(#réminiscences) A la pépinière
(Tu connais la pépinière, à Nancy ? C'est juste un parc, un chemin, des pelouses quoi. Pas de sortes d'arbres un peu rares ou poussant drôle. Tromperie, déjà. Nous on dit : « La Pep' ». Enfin, nous... Eux. La Pep', c'est la sortie du dimanche. Quand tu as du monde qui vient, après manger, tu vas à la Pep' et tu leur montre la place Stan' à la fin. C'est Stanislas, en vrai, mais personne ne le dit en entier non plus.
Dans mes souvenirs, il fait toujours froid à la Pep'.)
D'abord, le maillot de corps, bon, d'accord, parce que c'est en coton tout lisse, déjà élimé des cousins. Ensuite, avec de la chance, c'est la couche de molleton, un pull, peut être avec un bisounours. Et c'est avec le chandail que les choses se gâtent. Perfide chandail. La laine est comme hérissée, épaisse, elle transperce le molleton et le coton, à chaque mouvement que tu fais le pull t'agresse sauvagement. Imagine-toi porter un balai à chiottes en dessous de ton t-shirt et tu seras encore loin de la vérité. Dans le cou, ça peluche un peu et surtout l'effet de serre est inévitable car en plus du chandail à poils de mouton, tu auras LA CAGOULE. Le bonnet ayant lamentablement échoué au test du pouvoir couvrant, on t'a mis une chaussette pour tête. De couleur kaki pour les garçons et rose pastel passé pour les filles, elle se prend dans la fermeture éclair de ton blouson, qui est rarement très assorti, d'ailleurs. Sous l'effet de la sudation, elle roulote et ta nuque transpirante est maintenant à l'air, prête à accueillir le premier courant d'air avec bienveillance. Comme tu l'as hérité d'un cousin, encore, elle est un peu rèche, mais c'est un moindre problème. Elle est surtout un peu trop petite, te laissant des démarcations sur les joues et sur le front, sans oublier que, l'acrylique te collant aux oreilles, tu n'entendras bien sûr plus qu'avec parcimonie.

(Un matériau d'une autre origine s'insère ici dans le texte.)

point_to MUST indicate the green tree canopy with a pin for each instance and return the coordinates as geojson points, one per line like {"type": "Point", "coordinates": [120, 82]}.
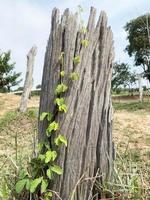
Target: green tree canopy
{"type": "Point", "coordinates": [8, 77]}
{"type": "Point", "coordinates": [122, 76]}
{"type": "Point", "coordinates": [138, 31]}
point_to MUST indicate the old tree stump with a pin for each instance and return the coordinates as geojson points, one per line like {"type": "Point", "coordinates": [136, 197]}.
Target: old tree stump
{"type": "Point", "coordinates": [88, 121]}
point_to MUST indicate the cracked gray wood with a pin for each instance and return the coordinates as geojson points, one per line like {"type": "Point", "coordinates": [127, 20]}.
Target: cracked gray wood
{"type": "Point", "coordinates": [28, 79]}
{"type": "Point", "coordinates": [88, 122]}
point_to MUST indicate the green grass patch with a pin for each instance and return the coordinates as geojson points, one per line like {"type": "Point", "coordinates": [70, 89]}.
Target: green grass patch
{"type": "Point", "coordinates": [132, 106]}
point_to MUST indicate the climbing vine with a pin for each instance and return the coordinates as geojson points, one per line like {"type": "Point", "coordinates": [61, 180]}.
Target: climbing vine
{"type": "Point", "coordinates": [43, 168]}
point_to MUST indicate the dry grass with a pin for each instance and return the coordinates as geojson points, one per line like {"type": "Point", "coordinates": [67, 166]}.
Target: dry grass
{"type": "Point", "coordinates": [10, 102]}
{"type": "Point", "coordinates": [131, 130]}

Engoncé de la sorte, tu es encouragé à gravir des motos rouges ou des toboggans en ferraille blanchie et on te poussera volontiers sur la balançoire, où chaque main affectueusement déposée dans ton dos te gifflera l'échine. Tu tenteras bien de soulager ton épiderme en te grattant avec insistance, mais rien n'y fera, le soulagement n'arrivera qu'avec la voix de ton oncle qui signifiera que bon, on va peut être partir, c'est pas tout mais on a de la route.
Ah, le tapis en jonc du salon! Tu te précipite dessus dès ton retour à la maison.L'odeur du pain perdu et le soulagement du peau à peau avec le jonc.